(AdnKronos) – (Adnkronos) – Un vero e proprio “boom” che ha confermato una tendenza crescente dall’inizio dell’anno e che ha raggiunto il suo picco durante due operazioni svolte ad aprile e luglio, che hanno portato all’individuazione di una cittadina russa con passaporto italiano in arrivo da Mosca, con al seguito ben 106.000 euro abilmente occultati sulla persona e di un ulteriore passeggero russo che tentava eludere i controlli trasportando la considerevole somma di 86.000 euro, occultandola astutamente all’interno della cintura indossata.
La rilevante crescita di tale fenomeno emerge immediatamente comparando i dati di quest’anno con quelli riferiti all’analogo periodo del 2014: gli uomini delle Fiamme Gialle di Tessera e dell’Agenzia delle Dogane hanno visto incrementare di ben oltre il 60% il numero complessivo di passeggeri sanzionati e di ben oltre il 100% l’importo della valuta occultata al loro seguito.

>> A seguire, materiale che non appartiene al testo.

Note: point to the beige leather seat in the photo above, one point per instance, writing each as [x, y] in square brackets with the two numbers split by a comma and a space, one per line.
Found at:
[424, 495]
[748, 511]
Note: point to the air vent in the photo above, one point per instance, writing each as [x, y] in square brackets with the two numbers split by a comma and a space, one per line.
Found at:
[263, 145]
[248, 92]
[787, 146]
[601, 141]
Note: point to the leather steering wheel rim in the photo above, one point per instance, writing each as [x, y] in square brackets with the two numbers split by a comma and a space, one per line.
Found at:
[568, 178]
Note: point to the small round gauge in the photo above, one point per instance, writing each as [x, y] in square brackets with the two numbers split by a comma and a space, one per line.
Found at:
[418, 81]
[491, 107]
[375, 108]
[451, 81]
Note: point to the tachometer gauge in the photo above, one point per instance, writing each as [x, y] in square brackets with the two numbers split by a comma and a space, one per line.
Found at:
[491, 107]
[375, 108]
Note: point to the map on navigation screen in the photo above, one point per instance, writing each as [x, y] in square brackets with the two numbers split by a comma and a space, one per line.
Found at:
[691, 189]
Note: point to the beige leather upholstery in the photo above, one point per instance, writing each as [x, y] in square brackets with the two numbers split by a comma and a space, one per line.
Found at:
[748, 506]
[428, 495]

In particolare, sono state comminate sanzioni amministrative per un importo complessivo superiore ad euro 320.000 e sequestrate somme per un importo complessivo di circa 110.000 euro.
L’interesse dei Finanzieri per i soggetti fermati “in frontiera”, laddove titolari di “attività” in Italia o anche semplicemente residenti, va ben oltre il controllo doganale: infatti la posizione fiscale e patrimoniale dei “furbetti” viene immediatamente affidata alle tradizionali “cure” dei colleghi dei Reparti territoriali, che svolgono gli opportuni accertamenti.